As we have seen, carbon is absolutely fundamental to life. It also happens to be – after hydrogen, helium, and oxygen – the fourth most abundant element in our galaxy. A carbon nucleus can be generated by smashing together two nuclei of helium-4 to make beryllium-8 (containing four protons and four neutrons) and then adding a further nucleus of helium to generate carbon-12 (containing six protons and six neutrons). However, beryllium is quite unstable, and can be expected to break apart into two nuclei of helium in 10-16 seconds. On occasion, prior to the breaking apart of beryllium, a third helium nucleus collides with beryllium, resulting in a carbon nucleus. As it happens, the carbon atom possesses a special quantum property called a resonance, which facilitates this process. A resonance describes the discrete energy levels at which protons and neutrons in the nucleus can exist. Indeed, it turns out that the resonance of the carbon atom just so happens to correspond to the combined energy of the beryllium atom and a colliding nucleus of helium. As Geraint Lewis and Luke Barnes explain, “if there were a resonance at just the right place in carbon, the combined energy of the beryllium and helium nuclei would result in a carbon nucleus in one of its excited states. The excited carbon nucleus knows how to handle the excess energy without simply falling apart. It is less likely to disintegrate, and more likely to decay to the ground state with the emission of a gamma-ray photon. Carbon formed, energy released… success!” [21] Without this specific resonance level, the Universe would contain relatively few carbon atoms – in 1953, this specific resonance that had previously been predicted by Fred Hoyle was discovered by William Fowler, precisely where Hoyle had predicted it would be. The oxygen nucleus also plays a crucial role in promoting the existence of both oxygen and carbon. Oxygen may be generated by colliding together carbon and helium nuclei, but oxygen’s resonance level is half a percent too low for these atoms to remain stably bound together. If the resonance level were reduced by four percent, virtually no carbon would exist. On the other hand, were it to be increased by half a percent, essentially all of the carbon would have been converted to oxygen.

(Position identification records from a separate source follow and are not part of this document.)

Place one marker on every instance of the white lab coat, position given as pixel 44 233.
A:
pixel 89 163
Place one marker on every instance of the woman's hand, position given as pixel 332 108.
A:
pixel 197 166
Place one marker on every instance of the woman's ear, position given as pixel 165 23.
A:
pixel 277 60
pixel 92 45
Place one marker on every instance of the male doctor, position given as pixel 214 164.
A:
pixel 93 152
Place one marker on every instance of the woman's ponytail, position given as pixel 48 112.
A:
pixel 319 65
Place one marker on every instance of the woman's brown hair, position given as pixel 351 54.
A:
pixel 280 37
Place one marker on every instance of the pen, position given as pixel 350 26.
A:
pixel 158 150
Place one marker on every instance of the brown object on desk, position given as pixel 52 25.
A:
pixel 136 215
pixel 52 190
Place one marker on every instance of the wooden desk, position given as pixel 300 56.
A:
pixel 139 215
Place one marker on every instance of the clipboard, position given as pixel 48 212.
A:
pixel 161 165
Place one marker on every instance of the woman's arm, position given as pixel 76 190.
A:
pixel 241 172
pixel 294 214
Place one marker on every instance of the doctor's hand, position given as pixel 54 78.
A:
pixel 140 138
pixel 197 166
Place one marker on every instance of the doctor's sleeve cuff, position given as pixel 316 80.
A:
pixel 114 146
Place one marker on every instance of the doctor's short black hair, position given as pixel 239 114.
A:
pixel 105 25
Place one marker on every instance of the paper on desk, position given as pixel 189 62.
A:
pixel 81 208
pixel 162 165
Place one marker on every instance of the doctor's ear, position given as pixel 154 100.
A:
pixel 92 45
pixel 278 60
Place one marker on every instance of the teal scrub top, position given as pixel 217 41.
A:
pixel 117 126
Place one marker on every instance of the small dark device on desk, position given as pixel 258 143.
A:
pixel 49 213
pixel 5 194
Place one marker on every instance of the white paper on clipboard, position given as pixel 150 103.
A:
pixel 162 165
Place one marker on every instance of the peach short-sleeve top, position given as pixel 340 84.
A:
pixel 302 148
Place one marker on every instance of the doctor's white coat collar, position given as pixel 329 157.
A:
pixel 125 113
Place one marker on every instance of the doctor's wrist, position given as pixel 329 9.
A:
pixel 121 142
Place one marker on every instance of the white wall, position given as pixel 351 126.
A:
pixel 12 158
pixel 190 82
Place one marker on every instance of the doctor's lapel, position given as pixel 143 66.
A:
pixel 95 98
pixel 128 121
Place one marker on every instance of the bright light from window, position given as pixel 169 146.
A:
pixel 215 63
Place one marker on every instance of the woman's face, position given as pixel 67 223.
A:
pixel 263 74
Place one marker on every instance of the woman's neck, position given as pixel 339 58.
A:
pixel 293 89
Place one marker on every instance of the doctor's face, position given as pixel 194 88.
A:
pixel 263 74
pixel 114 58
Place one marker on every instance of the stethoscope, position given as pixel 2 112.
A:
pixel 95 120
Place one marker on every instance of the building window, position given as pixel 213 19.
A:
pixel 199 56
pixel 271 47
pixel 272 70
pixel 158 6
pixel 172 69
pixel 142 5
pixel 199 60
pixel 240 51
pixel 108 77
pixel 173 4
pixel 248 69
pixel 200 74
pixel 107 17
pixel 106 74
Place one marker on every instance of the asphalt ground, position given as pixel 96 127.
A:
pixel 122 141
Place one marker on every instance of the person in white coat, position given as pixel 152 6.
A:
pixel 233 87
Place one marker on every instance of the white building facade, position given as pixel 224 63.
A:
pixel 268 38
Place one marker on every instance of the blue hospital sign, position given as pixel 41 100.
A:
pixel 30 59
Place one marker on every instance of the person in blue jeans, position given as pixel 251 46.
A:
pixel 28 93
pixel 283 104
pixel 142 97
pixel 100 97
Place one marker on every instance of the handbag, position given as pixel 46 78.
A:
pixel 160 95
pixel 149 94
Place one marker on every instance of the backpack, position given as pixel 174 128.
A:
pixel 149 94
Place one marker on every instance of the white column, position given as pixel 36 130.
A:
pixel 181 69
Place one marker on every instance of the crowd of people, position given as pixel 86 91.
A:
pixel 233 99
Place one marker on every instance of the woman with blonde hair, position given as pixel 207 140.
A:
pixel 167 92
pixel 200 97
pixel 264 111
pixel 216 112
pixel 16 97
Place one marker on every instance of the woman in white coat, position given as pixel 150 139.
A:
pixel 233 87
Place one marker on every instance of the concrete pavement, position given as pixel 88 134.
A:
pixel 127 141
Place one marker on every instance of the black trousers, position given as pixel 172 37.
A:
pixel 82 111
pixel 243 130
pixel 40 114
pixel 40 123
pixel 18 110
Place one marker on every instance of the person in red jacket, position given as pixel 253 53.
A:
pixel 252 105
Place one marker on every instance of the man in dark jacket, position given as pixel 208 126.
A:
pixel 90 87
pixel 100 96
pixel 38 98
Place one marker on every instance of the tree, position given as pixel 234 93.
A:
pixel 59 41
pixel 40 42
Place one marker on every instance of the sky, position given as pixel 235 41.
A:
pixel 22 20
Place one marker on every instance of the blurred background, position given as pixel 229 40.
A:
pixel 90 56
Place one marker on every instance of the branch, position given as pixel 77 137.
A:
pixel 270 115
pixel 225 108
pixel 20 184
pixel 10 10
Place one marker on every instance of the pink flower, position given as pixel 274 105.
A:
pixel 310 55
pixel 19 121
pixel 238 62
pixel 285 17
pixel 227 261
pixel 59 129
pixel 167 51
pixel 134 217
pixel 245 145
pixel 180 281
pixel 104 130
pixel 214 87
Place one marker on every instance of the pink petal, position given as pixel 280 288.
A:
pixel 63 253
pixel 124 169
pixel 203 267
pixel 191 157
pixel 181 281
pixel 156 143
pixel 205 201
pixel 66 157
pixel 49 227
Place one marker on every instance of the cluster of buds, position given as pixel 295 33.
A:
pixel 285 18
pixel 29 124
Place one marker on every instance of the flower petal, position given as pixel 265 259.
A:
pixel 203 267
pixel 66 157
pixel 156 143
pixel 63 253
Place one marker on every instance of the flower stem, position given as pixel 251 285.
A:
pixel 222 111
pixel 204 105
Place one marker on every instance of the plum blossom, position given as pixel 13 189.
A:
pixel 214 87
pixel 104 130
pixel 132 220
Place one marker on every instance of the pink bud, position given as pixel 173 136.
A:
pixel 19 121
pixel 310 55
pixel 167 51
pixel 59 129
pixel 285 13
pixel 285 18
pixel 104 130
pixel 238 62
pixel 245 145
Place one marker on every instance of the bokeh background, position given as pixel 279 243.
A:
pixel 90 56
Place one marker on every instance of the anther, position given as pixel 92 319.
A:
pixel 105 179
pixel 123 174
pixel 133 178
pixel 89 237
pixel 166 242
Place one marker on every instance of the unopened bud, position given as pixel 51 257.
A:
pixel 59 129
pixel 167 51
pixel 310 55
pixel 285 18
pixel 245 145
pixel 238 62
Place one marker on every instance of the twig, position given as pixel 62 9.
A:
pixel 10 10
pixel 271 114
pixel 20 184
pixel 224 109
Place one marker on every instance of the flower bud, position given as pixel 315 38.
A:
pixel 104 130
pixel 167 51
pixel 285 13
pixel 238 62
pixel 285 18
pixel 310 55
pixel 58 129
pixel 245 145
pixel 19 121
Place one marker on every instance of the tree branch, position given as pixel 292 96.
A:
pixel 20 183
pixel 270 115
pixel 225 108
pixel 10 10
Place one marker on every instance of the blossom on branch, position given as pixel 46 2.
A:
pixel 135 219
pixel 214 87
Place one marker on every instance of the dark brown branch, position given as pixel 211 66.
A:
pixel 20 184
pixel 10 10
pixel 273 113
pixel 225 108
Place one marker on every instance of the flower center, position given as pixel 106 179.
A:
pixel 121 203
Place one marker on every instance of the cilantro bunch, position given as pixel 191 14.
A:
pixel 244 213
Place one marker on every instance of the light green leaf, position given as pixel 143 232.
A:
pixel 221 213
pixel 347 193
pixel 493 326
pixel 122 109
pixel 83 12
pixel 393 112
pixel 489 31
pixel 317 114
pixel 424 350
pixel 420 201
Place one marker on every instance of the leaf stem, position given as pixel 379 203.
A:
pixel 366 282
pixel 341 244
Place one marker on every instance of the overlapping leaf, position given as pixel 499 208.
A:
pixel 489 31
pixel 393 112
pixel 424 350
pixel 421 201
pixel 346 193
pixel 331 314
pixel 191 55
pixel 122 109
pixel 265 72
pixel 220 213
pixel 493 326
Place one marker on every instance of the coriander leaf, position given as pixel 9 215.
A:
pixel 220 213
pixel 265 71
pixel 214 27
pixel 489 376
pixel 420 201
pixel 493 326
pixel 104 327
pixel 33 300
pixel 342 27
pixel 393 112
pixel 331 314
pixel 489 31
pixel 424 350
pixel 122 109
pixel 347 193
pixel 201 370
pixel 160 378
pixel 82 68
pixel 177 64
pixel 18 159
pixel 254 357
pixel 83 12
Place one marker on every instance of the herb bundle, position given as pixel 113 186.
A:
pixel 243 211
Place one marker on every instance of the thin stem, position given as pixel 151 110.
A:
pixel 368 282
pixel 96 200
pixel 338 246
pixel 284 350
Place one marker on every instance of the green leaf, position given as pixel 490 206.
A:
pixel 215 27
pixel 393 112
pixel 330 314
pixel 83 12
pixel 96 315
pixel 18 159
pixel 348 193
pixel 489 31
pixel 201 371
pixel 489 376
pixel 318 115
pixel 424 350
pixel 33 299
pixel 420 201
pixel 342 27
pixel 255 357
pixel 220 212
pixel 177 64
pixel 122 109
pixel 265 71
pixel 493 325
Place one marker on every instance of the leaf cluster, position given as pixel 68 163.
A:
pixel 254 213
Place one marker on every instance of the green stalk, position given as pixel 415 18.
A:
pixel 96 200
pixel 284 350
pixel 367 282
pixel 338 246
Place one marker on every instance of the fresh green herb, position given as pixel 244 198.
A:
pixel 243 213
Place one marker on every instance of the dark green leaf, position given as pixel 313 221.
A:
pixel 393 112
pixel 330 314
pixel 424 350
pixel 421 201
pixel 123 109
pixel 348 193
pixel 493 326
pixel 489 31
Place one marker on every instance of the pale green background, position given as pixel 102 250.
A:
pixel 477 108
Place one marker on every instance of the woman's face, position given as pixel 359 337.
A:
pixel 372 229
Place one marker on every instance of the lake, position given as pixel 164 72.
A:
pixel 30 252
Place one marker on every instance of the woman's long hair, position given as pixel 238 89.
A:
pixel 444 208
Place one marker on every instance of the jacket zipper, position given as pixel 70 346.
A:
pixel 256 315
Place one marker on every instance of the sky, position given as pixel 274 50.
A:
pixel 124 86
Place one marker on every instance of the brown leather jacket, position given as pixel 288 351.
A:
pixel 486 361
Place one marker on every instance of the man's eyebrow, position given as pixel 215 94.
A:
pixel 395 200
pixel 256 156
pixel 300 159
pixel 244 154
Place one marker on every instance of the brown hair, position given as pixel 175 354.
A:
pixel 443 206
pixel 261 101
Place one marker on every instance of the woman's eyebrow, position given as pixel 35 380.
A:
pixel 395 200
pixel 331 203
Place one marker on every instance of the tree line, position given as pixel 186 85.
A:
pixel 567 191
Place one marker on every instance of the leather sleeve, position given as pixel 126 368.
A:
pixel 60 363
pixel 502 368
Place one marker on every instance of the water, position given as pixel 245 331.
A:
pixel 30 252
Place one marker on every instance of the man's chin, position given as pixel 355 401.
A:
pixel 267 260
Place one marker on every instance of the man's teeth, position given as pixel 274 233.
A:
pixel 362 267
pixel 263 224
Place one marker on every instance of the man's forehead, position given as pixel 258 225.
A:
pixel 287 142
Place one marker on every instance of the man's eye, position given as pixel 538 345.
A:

It is not only the carbon atom that is especially fit for life. Though space does not allow me to provide a comprehensive treatment, I will offer a brief sample. First, the physical and chemical properties of hydrogen, oxygen and nitrogen are radically different from those of carbon. This diversity facilitates the conferring of unique properties by chemical groups such as amino (NH2), carboxyl (COOH), and methyl (CH3) groups. If these nonmetal neighbors of carbon in the periodic table possessed similar properties to those of carbon – as is the case with the majority of adjacent atoms in the periodic table – then it is doubtful that complex multicellular lifeforms could have existed.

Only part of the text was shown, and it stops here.